Charles de GAULLE cité in PEYREFITTE (A.), C’était de GAULLE, Paris, Gallimard, « Quarto », 2002 (1ère éd. 1997), p. 741.

La population est, nous venons de le voir, l’élément déterminant dans la conception française des collectivités territoriales, justifiant la présomption de naturalité reconnue en faveur du pouvoir local depuis 1789. La simple admission de ce caractère naturel de la population ne suffit toutefois pas à rendre compte de la prise en considération de l’originarité du pouvoir local, elle permet tout au plus de prendre connaissance de l’origine sociologique de ce pouvoir. C’est pourquoi il faut à présent en envisager les moyens d’expression. Ceux-ci s’incarnent dans le procédé électif, mis en œuvre dès 1789 313 . À l’origine, le recours à l’élection a pu surprendre et être source de contradictions ; nous verrons qu’il est l’expression du caractère communautaire des communes et découle donc logiquement de la conception des collectivités territoriales portée en 1789 (A.).
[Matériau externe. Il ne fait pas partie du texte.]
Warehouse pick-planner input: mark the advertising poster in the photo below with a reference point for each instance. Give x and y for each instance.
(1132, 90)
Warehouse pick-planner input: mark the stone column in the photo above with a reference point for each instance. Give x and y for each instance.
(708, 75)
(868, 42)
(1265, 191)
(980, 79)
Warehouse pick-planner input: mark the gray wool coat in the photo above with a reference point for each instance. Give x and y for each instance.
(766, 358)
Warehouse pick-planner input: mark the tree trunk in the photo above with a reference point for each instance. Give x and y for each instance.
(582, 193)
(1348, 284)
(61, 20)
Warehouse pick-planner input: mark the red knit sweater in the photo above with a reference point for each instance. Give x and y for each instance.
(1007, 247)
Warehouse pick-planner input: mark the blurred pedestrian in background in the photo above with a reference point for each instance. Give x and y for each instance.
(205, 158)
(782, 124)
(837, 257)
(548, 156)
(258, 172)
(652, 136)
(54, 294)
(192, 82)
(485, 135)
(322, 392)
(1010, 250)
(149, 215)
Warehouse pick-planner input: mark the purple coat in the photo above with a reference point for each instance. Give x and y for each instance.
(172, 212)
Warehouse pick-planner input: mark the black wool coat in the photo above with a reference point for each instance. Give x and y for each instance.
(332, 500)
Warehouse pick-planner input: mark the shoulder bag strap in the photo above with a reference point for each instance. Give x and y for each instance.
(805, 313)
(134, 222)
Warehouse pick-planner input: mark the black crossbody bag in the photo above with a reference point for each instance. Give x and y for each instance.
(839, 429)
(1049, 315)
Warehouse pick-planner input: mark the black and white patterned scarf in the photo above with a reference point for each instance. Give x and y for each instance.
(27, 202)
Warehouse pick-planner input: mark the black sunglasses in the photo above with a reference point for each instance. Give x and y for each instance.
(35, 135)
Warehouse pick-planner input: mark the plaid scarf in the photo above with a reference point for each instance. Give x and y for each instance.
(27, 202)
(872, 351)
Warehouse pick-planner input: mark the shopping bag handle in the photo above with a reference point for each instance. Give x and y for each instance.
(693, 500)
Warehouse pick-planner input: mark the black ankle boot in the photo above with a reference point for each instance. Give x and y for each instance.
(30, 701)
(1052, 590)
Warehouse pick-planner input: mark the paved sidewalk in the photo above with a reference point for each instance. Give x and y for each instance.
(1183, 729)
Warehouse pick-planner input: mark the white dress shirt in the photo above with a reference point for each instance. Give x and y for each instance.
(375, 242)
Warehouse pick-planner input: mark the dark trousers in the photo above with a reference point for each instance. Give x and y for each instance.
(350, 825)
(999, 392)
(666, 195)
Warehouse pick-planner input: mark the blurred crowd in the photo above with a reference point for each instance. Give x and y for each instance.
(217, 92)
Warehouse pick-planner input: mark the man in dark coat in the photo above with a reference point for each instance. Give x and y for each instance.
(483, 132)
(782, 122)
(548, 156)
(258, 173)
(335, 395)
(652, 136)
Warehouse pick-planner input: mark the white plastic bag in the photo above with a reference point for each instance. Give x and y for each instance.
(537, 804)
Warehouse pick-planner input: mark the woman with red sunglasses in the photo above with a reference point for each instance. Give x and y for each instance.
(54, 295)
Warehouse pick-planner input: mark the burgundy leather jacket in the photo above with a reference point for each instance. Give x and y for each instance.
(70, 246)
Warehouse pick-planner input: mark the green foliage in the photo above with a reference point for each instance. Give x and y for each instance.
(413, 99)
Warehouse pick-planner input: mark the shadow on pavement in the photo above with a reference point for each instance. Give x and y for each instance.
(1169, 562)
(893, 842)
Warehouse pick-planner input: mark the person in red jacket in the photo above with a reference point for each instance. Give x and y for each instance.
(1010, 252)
Latente à l’origine, la dimension démocratique se greffe sur la problématique de la décentralisation au cours du XIXe siècle. Dans cette perspective, les fonction et signification de l’élection changent. Si l’on y voit au départ un moyen de respecter la gestion privée des intérêts communaux, elle devient ensuite la marque de la décentralisation, l’élément discriminant le plus important. Symbole de la rupture de la relation hiérarchique entre l’État et les collectivités territoriales, la technique élective assure en effet que les organes locaux jouiront d’une véritable liberté dans l’exercice de leur compétence (B.).

Notes
313.

La personnalité morale, condition de l’accès des collectivités territoriales au commerce juridique, n’est pas considérée ici comme un moyen d’expression du pouvoir local. Si elle constitue la condition de l’existence des structures territoriales, elle n’est pas, ainsi que nous l’avons déjà mentionné, propre aux collectivités. Elle est de plus induite par les développements précédents ; la prise en compte de l’élément « population » dans la définition de la catégorie « collectivité territoriale » par l’État implique en effet la transformation des populations de fait en personne de droit. Aussi, ne retiendrons-nous que la caractéristique propre d’expression du pouvoir local, à savoir le procédé électif.